For now, print, learn and enjoy.
Cheerio,
RE: overhang issue?!
@diem
thanx again!!!!
on last question. I do the extruction perimeter with micrometer. I have 0.9 and I get 0.39 average. but with the math of prusa I get 1.15
Extrusion multiplier = (Extrusion width (0.45) / Average measured wall thickness).
so extrusion multiplier=0.45/0.39... is 1.15. I put it and I get overextrusion
I find this https://guides.bear-lab.com/Guide/Extrusion+multiplier+and+filament+diameter/8 and I get 1.02 that seems right. I didn't try it.
And last I find https://teachingtechyt.github.io/calibration.html#flow and in the middle have a calculator have I get 0.92.
any idea?
RE: overhang issue?!
What are you trying to do?
I suggest you reinstate the default profiles and print with them for a while.
When you are used to the standard output and have fine-tuned your first layer and you have everything running well you can begin to tweak settings and compare them to previous prints.
Cheerio,
RE: overhang issue?!
ok thanx for the advice Diem.
RE: overhang issue?!
Anywhere build up isn't well supported, you can get droop. Overhangs is one of those places. Yes, it can be reduced by adjusting print speed, cooling flow, and other factors. All the adjustments are there: and kudos to Prusa for giving us access. The professional way is to use support material: usually soluble support material on a multi-extruder printer or even a single extruder with MMU.

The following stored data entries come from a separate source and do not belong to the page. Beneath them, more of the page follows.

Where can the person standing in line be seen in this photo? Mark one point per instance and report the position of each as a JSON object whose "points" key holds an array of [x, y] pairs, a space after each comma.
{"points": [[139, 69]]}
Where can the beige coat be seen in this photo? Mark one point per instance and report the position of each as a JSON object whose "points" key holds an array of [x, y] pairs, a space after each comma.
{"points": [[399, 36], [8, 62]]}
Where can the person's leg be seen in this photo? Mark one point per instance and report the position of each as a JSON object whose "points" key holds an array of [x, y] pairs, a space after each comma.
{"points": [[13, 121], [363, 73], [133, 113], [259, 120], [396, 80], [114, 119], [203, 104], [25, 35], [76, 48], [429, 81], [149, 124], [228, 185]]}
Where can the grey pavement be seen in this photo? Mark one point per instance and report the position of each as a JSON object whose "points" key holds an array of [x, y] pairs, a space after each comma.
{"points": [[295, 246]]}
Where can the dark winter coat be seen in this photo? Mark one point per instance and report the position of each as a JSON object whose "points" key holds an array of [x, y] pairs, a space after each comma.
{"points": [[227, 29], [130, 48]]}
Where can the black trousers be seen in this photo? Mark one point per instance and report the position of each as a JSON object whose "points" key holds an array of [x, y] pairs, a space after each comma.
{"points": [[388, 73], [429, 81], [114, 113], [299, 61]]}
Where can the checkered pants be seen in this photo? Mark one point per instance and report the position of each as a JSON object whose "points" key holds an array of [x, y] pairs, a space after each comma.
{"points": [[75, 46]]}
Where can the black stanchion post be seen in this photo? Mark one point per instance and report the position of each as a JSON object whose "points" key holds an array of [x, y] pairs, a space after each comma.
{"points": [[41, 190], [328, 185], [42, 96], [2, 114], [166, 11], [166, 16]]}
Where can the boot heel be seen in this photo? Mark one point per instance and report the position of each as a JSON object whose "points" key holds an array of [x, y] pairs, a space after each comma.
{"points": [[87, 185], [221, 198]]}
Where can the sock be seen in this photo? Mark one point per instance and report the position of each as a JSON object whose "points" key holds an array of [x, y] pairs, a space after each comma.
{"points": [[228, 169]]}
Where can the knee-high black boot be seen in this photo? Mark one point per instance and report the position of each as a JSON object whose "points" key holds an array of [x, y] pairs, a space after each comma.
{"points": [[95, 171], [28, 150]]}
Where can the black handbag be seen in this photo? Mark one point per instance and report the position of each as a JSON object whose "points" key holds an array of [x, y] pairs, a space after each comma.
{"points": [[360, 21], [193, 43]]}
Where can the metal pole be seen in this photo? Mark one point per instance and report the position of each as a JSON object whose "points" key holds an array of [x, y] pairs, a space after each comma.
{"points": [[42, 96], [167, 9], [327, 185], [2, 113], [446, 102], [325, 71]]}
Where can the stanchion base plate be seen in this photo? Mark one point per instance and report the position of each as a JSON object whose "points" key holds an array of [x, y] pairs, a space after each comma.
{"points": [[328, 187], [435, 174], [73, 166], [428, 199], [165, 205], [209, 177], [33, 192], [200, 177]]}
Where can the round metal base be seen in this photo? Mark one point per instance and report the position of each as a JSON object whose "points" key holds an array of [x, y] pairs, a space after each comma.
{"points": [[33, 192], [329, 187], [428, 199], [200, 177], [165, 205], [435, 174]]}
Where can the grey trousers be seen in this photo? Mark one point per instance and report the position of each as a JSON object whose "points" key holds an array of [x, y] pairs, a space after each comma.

On the other hand, if you expect cast quality from FDM printing, well, you need to reset your expectations.
Bridging is a curse of FDM, but you should know the Prusa MK3 does a really good job of it. Yes, it could be better, but making it better costs money, time, and investment into understand the process. One area where Prusa could help, is a better print fan shroud - there are several after market versions that "appear" to do better than the stock 95% shroud - and Prusa could find a good airflow engineer to make something that is well designed and hits that 98% mark - but hasn't because what they have works "well enough" for most. And those that want that extra 3% can design something or make their own off the web.
That said - a better shroud only helps certain printing conditions - the one that always gets me is the directional nature of an overhang. So I plan a print based on the knowledge airflow matters -- but it's taken me a few years to learn why.